We were asked by a reviewer to provide p-values as to better understand the model estimates in our bayesian multilevel model. The model is a typical model of multiple observations per participant in an experiment. We estimated the model with Stan, so we can easily compute additional posterior statistics. Currently, we are reporting (visually and in tables) the mean estimate and the 0.025 and 0.975 quantiles.
My response so far would include:
- P-values are inconsistent with bayesian models, i.e. $P(X|\theta) \neq P(\theta|X).$
- Based on the posterior, we can calculate the probability of parameters being larger (smaller) than 0. This looks a bit like a traditional p-value.
My question is whether this is a response that can satisfy a reviewer or will it only cause more confusion?
Update 10-Oct: We rewrote the paper with the advice in the answer in mind. The paper is accepted so I will reiterate my earlier comment that this was really helpful advice!
First, a quick clarification: Although the likelihood is indeed not the posterior, p-values are not so much inconsistent with Bayesian inference as usually just a different thing, for all the reasons that confidence intervals may or may not line up with credible intervals. (Although not necessarily an entirely different thing, as shown by posterior predictive checking, which really does involve p-values.)
However I’m guessing that this level of sophistication is not what the reviewer has in mind. I’d guess they just ‘know’ that statistical models are meant to have p-values, so they’ve asked for them. So the question remains: how to respond?
When ‘reviewer wants an X’ I have found it useful to ask myself two related questions:
Motivation: What do they want X to do for them?
Rational reconstruction: What would be most similar-sounding sensible thing they could have asked for instead of X if they wanted to do that?
Then give them that instead.
The advantage of an ignorant reviewer (who may nevertheless be smart and right about the paper) is that they seldom have a clear idea of what they mean when they ask for X. This means that if you reconstruct them asking a better question, they’ll be content to see you answer it instead.
In your case, it’s quite possible that the reviewer wants a parallel frequentist analysis, though I doubt it. What I think you want to work with is the reviewer’s hint that they want p-values to ‘to better understand the model’. Your job, I think, is to parse this in a way that makes the reviewer sound wise. Presumably there were a few following sentences noting what was unclear from the paper. Perhaps there were some effects of interest to the reviewer that could not be reconstructed from your parameter marginals, or some quantities that would illuminate what the model would say about cases of interest to them, or a lack single number summaries…

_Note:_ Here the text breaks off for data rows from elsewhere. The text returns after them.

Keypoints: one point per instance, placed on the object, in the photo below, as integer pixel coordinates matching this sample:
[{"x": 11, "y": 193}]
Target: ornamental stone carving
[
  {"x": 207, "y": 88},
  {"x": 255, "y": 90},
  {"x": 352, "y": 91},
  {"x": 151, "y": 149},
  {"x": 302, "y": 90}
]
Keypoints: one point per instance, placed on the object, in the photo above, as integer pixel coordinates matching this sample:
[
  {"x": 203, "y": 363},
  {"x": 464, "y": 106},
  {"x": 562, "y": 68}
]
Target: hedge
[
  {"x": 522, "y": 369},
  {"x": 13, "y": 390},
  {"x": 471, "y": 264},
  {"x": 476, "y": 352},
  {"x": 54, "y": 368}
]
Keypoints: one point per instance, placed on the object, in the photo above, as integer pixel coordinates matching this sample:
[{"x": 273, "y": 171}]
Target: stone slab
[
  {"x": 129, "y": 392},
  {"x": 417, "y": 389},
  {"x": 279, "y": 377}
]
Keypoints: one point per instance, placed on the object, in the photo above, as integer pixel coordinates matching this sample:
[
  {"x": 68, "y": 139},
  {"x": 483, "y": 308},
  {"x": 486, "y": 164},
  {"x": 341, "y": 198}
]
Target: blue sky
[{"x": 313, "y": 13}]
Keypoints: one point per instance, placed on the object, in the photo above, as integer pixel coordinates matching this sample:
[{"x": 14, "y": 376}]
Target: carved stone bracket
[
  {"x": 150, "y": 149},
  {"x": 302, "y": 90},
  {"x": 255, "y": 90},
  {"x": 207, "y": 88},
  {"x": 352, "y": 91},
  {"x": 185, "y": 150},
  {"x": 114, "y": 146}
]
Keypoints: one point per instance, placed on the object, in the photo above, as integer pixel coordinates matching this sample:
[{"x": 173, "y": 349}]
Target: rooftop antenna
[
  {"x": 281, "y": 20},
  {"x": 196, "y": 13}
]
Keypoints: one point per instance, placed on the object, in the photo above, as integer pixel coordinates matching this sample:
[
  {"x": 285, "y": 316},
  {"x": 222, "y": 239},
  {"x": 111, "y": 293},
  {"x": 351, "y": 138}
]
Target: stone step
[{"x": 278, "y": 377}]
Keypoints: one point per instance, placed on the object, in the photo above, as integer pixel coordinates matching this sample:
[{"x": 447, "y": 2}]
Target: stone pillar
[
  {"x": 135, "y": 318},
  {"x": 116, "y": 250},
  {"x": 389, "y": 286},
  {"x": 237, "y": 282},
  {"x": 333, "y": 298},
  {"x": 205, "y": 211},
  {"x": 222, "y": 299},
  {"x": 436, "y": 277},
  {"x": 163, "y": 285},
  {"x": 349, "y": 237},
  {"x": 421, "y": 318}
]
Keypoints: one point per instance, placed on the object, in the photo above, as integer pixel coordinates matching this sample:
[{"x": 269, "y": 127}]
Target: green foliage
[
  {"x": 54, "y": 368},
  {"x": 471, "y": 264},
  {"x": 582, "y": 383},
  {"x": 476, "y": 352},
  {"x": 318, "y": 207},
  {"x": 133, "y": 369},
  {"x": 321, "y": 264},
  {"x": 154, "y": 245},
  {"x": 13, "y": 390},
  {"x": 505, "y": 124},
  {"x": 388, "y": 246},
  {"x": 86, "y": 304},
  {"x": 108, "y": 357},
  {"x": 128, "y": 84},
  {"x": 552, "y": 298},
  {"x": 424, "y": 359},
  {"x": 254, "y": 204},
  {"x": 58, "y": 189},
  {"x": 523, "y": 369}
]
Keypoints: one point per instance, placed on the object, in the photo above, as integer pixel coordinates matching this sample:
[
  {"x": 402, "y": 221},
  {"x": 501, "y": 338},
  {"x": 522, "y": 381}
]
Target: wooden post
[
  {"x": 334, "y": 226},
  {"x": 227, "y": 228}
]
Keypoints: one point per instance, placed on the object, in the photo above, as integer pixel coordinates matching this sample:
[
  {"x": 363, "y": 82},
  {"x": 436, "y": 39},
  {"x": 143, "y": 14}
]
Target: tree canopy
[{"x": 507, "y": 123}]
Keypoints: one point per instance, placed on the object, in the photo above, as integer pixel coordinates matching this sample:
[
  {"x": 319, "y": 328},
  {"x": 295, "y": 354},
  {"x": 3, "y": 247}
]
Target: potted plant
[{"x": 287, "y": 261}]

If you can identify these concerns then you can wrap up your response in the following forms (original request in square brackets):
“the reviewer [demands a p-value for an interaction term] was concerned that it was unclear from our presentation how A varied with B, so in Figure 2 we show…” or “the reviewer wondered [whether we could reject the hypothesis that the effect of A is zero] about the direction of the effect of A. Table 3 shows that this model gives a 99% probability that this is negative” or “the reviewer wonders [whether our model is significantly better fitting than a model containing only A] how our model compared to one containing only A. We address this question by comparing it to … by using DIC / computing a Bayes Factor / showing our inferences about A are robust to the inclusion of B” etc.
In each case there is a close translation of the original request and an answer.
Caveats: this strategy seems to work best when the reviewer is a subject matter expert with a relatively weak understanding of statistics. It does not work with the self-identified statistically sophisticated reviewer who actually does want an X because they like Xs or read about them somewhere recently. I have no suggestions for the latter.
Finally, I would strongly recommend not saying anything even faintly religious about Bayes being a different paradigm and the reviewers questions making no sense within it. Even if this is true, it makes everybody grumpy for no real gain.